Divides a data set into approximately equal-sized partitions, each of which contains records with key columns within a specified range. This method is also useful for ensuring that related records are in the same partition.

A range partitioner divides a data set into approximately equal size partitions based on one or more partitioning keys. Range partitioning is often a preprocessing step to performing a total sort on a data set.

In order to use a range partitioner, you have to make a range map. You can do this using the Write Range Map stage, which is described in Write Range Map stage.

The range partitioner guarantees that all records with the same partitioning key values are assigned to the same partition and that the partitions are approximately equal in size so all nodes perform an equal amount of work when processing the data set.

An example of the results of a range partition is shown below. The partitioning is based on the age key, and the age range for each partition is indicated by the numbers in each bar. The height of the bar shows the size of the partition.

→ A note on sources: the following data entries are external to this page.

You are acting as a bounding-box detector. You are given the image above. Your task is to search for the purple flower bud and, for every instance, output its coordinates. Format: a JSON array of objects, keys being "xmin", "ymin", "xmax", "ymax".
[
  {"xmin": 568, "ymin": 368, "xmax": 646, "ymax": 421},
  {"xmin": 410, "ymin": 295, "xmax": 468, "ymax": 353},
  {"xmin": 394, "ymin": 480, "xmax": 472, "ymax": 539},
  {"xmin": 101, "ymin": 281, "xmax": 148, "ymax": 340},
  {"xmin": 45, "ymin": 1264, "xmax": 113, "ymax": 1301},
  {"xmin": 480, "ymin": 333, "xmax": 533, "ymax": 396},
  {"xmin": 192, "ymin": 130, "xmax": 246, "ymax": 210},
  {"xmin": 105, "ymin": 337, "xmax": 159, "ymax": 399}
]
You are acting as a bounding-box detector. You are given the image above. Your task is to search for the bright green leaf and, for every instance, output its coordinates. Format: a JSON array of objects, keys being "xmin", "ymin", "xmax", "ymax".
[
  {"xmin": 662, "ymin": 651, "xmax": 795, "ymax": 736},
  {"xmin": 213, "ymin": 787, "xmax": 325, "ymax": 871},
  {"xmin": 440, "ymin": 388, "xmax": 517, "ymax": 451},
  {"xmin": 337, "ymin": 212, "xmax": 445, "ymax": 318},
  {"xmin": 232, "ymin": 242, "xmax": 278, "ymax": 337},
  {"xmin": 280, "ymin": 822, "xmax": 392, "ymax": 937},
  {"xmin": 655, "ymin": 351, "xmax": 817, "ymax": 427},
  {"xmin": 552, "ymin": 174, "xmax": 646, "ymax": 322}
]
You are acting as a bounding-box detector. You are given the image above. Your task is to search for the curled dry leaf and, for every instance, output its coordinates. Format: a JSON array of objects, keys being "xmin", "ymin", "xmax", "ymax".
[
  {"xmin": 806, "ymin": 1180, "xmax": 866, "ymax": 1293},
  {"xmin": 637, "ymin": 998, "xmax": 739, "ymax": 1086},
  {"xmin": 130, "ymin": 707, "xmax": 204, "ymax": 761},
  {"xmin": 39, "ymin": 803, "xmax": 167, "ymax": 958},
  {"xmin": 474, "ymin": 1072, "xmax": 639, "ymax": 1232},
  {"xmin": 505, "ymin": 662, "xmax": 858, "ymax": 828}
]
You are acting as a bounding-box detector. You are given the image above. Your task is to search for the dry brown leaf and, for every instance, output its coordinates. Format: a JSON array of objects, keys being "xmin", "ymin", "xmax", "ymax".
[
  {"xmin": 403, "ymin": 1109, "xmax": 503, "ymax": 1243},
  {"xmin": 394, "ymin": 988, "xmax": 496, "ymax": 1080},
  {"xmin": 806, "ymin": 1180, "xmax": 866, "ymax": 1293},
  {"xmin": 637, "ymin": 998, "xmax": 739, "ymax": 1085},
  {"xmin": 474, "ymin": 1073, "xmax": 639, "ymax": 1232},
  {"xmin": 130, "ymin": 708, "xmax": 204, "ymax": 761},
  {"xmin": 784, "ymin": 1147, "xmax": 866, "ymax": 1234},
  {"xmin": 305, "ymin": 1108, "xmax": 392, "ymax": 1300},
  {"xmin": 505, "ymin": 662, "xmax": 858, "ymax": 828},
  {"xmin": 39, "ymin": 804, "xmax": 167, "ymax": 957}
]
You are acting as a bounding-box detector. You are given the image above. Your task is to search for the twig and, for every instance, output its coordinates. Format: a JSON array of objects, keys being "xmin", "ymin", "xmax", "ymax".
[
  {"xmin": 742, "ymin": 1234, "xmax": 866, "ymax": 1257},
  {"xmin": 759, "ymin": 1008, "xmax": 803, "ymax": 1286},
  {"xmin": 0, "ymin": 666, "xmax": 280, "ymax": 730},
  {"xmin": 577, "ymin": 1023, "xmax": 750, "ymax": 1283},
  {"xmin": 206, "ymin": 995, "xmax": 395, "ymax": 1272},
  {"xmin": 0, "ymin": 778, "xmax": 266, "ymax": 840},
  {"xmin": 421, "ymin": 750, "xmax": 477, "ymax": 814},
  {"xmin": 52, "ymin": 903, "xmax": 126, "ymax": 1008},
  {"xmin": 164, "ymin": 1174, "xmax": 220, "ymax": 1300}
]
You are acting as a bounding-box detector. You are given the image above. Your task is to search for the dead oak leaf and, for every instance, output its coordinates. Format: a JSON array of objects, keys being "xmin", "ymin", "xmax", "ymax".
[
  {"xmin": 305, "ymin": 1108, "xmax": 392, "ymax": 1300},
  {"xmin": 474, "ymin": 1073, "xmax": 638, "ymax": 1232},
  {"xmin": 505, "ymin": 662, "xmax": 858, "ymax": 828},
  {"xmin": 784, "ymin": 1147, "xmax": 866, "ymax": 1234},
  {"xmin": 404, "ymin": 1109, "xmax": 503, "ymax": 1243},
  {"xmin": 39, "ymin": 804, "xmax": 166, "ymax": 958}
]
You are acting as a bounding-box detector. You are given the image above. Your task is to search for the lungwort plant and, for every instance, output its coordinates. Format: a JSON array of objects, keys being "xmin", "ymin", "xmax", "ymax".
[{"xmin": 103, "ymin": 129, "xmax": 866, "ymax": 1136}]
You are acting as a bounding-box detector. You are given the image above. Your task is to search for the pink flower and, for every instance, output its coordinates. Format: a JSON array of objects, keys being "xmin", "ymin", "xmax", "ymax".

Shows an example of the range partitioner partitioning data using the age column as the key. This results in partitions that represent age ranges

All partitions are of approximately the same size. In an ideal distribution, every partition would be exactly the same size.

However, you typically observe small differences in partition size. In order to size the partitions, the range partitioner uses a range map to calculate partition boundaries. As shown above, the distribution of partitioning keys is often not even; that is, some partitions contain many partitioning keys, and others contain relatively few. However, based on the calculated partition boundaries, the number of records in each partition is approximately the same.

Range partitioning is not the only partitioning method that guarantees equivalent-sized partitions. The random and round robin partitioning methods also guarantee that the partitions of a data set are equivalent in size. However, these partitioning methods are keyless; that is, they do not allow you to control how records of a data set are grouped together within a partition.

In order to perform range partitioning your job requires a write range map stage to calculate the range partition boundaries in addition to the stage that actually uses the range partitioner. The write range map stage uses a probabilistic splitting technique to range partition a data set. This technique is described in Parallel Sorting on a Shared- Nothing Architecture Using Probabilistic Splitting by DeWitt, Naughton, and Schneider in Query Processing in Parallel Relational Database Systems by Lu, Ooi, and Tan, IEEE Computer Society Press, 1994. In order for the stage to determine the partition boundaries, you pass it a sorted sample of the data set to be range partitioned. From this sample, the stage can determine the appropriate partition boundaries for the entire data set.

When you come to actually partition your data, you specify the range map to be used by clicking on the property icon, next to the Partition type field, the Partitioning/Collection properties dialog box appears and allows you to specify a range map.